The compositions emerge from a cohesive middle period in this group’s five-year life cycle, characterized by zingy groove-oriented pieces, lyrical ballads of great beauty and suites of increasing length and complexity, culminating in a superb “side-long” “Death and The Flower” that presages the album-length Survivors Suite (1976). The longer suites also encapsulate romantic balladry in extended piano solos that rhapsodize effectively. The band achieved a great variety of coloristic and textural layers, with Jarrett regularly doubling on soprano sax, Redman blowing musette, as well as tenor, and everyone (except probably Haden) picking up little percussion instruments now and then.

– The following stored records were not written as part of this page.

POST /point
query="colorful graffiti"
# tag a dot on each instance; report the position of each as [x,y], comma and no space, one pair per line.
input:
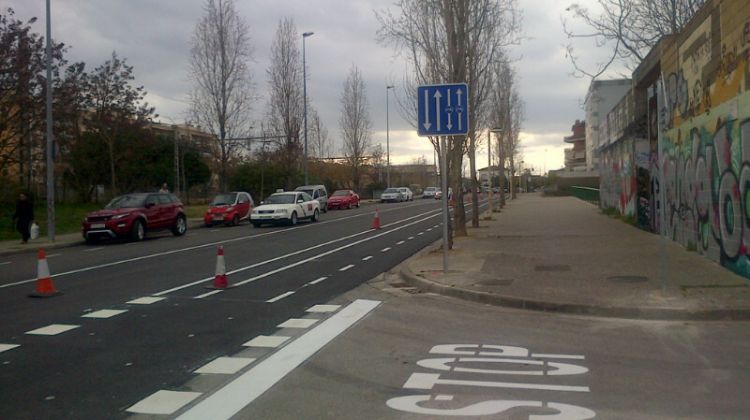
[705,173]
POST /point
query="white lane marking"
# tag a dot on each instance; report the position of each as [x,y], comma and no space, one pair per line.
[6,347]
[297,323]
[104,313]
[279,297]
[225,365]
[324,308]
[52,329]
[318,280]
[163,402]
[207,294]
[233,397]
[147,300]
[301,251]
[267,341]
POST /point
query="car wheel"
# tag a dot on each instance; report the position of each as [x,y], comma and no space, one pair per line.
[138,231]
[180,226]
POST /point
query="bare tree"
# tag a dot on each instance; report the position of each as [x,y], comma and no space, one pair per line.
[449,41]
[355,122]
[222,83]
[630,28]
[286,102]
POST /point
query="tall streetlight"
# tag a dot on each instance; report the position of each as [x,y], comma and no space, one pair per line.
[387,139]
[304,94]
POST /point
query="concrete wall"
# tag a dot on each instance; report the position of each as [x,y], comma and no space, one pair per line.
[704,136]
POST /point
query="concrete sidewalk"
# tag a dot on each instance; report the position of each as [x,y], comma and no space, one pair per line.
[562,254]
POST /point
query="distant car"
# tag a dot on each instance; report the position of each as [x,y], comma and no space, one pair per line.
[229,208]
[343,199]
[132,215]
[407,193]
[429,192]
[317,192]
[391,194]
[286,207]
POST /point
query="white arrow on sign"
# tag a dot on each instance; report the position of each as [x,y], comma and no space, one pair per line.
[437,108]
[427,123]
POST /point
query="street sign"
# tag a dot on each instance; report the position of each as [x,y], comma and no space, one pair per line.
[442,110]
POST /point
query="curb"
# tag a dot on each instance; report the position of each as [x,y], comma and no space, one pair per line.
[653,314]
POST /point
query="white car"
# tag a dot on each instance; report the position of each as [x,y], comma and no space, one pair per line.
[286,207]
[407,193]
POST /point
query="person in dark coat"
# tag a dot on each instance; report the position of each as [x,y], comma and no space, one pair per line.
[23,216]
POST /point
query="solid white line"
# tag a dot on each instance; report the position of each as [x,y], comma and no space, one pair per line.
[211,293]
[281,257]
[233,397]
[316,281]
[279,297]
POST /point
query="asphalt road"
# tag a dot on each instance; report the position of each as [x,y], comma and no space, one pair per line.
[108,361]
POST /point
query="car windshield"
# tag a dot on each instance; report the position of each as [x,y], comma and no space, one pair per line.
[224,199]
[126,201]
[281,199]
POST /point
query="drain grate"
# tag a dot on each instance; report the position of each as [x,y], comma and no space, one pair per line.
[552,267]
[628,279]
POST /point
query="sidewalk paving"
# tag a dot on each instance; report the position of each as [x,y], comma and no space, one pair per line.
[562,254]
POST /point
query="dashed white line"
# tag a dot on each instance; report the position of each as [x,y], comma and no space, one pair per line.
[318,280]
[279,297]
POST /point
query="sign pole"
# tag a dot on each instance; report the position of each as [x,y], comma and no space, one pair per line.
[444,180]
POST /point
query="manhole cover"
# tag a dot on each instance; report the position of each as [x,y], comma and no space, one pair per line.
[628,279]
[494,282]
[552,267]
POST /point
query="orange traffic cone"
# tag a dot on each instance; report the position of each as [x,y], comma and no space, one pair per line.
[44,286]
[221,281]
[376,220]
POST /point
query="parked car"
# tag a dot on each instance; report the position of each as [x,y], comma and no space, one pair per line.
[132,215]
[429,192]
[317,192]
[391,194]
[286,207]
[343,199]
[407,193]
[229,208]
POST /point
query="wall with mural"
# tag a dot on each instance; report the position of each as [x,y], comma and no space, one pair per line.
[704,138]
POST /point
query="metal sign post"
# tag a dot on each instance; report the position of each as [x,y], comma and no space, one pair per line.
[443,110]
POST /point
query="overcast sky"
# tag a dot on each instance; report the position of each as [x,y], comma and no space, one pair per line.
[154,37]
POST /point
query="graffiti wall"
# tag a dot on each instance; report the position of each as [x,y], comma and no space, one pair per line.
[704,156]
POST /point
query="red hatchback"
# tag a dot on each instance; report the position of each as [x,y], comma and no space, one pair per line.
[132,215]
[229,208]
[343,199]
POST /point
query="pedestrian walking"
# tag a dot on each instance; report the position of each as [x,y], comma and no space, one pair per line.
[23,216]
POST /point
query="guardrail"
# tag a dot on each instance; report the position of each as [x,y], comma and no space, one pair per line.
[586,194]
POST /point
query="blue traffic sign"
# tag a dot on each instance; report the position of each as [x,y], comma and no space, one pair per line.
[442,110]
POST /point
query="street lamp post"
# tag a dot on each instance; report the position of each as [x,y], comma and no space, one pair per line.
[387,139]
[304,94]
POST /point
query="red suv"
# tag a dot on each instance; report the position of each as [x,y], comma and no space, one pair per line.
[132,215]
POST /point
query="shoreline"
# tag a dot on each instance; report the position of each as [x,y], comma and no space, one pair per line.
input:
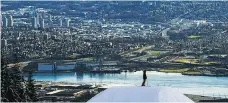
[193,97]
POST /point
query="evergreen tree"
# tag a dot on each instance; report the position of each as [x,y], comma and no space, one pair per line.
[30,88]
[12,83]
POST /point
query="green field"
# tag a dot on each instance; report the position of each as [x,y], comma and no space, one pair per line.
[155,52]
[186,60]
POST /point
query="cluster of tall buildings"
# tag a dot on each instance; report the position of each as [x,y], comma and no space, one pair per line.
[39,21]
[7,21]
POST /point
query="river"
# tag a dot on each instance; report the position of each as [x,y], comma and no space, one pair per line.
[199,85]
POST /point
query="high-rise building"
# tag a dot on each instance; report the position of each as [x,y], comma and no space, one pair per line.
[67,22]
[34,22]
[42,23]
[50,20]
[3,42]
[38,19]
[10,20]
[60,22]
[5,22]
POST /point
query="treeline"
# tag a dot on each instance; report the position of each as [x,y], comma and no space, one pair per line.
[14,88]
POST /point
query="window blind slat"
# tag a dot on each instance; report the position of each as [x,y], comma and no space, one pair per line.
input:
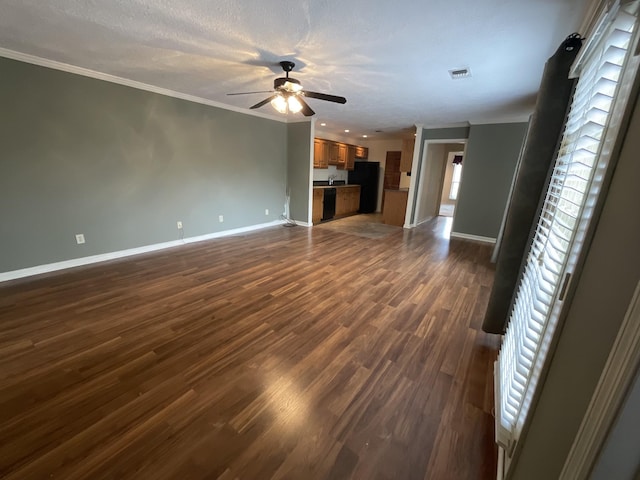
[576,169]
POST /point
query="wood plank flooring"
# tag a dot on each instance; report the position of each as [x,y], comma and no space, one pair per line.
[289,353]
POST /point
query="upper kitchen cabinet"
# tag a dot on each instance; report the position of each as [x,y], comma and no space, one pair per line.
[320,153]
[406,158]
[351,157]
[342,155]
[361,152]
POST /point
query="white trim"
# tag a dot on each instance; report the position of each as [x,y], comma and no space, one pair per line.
[85,72]
[416,168]
[500,469]
[610,392]
[103,257]
[477,238]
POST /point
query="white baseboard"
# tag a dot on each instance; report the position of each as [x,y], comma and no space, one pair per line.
[103,257]
[477,238]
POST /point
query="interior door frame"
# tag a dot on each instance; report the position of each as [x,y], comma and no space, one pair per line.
[416,185]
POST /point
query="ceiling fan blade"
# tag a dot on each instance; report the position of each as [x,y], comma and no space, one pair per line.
[306,109]
[324,96]
[264,102]
[249,93]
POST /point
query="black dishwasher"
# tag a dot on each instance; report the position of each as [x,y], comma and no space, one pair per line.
[329,208]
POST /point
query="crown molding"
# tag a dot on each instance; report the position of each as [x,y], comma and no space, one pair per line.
[85,72]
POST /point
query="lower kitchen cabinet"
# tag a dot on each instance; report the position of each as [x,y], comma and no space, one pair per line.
[318,203]
[347,200]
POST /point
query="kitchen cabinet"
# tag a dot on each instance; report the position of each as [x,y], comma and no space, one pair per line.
[349,158]
[342,155]
[361,152]
[320,153]
[334,153]
[406,157]
[347,200]
[395,207]
[318,204]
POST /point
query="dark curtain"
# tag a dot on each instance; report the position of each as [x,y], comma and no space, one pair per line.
[532,177]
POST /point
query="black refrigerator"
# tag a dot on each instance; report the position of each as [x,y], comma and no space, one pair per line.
[366,175]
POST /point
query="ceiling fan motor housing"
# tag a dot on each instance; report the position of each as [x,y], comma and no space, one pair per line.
[279,83]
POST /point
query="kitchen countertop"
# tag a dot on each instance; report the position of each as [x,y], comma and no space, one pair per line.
[335,186]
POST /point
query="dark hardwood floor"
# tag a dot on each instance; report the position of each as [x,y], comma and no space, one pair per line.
[286,353]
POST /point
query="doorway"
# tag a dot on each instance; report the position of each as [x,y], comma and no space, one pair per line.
[451,184]
[391,173]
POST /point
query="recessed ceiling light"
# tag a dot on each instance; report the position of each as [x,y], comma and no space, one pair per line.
[457,73]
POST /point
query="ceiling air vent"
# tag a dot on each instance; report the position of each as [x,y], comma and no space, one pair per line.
[459,73]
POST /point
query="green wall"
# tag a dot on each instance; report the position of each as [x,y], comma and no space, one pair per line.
[300,164]
[489,165]
[122,165]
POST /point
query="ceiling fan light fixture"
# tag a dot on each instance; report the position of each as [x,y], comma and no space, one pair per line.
[457,73]
[294,104]
[279,103]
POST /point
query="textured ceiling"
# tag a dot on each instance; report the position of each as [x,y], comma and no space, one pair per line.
[390,59]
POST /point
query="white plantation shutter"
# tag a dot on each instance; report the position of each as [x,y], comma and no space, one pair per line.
[573,190]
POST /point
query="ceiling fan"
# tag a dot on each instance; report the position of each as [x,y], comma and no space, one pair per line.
[288,93]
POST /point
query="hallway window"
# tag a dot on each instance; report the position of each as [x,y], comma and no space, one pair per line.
[455,181]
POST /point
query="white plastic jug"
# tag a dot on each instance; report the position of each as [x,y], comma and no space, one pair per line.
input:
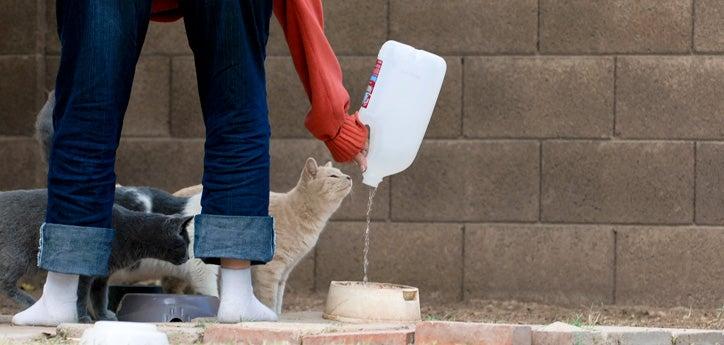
[397,106]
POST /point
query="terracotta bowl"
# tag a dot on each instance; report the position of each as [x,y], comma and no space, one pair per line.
[360,302]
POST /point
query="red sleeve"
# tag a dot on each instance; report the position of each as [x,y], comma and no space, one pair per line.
[319,71]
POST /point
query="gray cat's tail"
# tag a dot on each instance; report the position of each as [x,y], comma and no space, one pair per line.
[44,126]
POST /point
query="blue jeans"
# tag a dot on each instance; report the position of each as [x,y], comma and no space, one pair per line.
[101,42]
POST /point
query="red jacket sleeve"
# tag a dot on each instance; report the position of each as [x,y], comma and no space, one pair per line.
[319,71]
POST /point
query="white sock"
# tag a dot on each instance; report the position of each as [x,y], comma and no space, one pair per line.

Folkloric qualities present in Jarrett’s solo piano music here emerge even more strongly, as themes with powerful American Indian elements of rooted simplicity (Haden’s sonorous, deeply grounded bass) and ritual dance (repeated loops, singing lines) are given more roughness under the jazz veneer by often being played on ‘primitive’ instruments (wooden flute, tambourine, maracas, shakers) or in Redman’s braying, chanting tenor style. The storytelling aspects of this band’s music are profoundly moving; no matter what the tempo, there is never a sense of rushing the beat or the narrative over Motian’s floating rhythm (hear his tom-toms on “Roads Traveled”); these griots of the plains are telling timeless tales of big sky and rolling rivers. They take their sweet time: most of the best tracks-except on the peppy, air-play oriented “Treasure Island” with Sam Brown’s guitar on a couple of cute quickies-run nine to 15 minutes, but are so structured as to resemble not so much a jam session as a pow-wow. Listening to Jarrett, the jazzers and the new agers have been converging for a generation.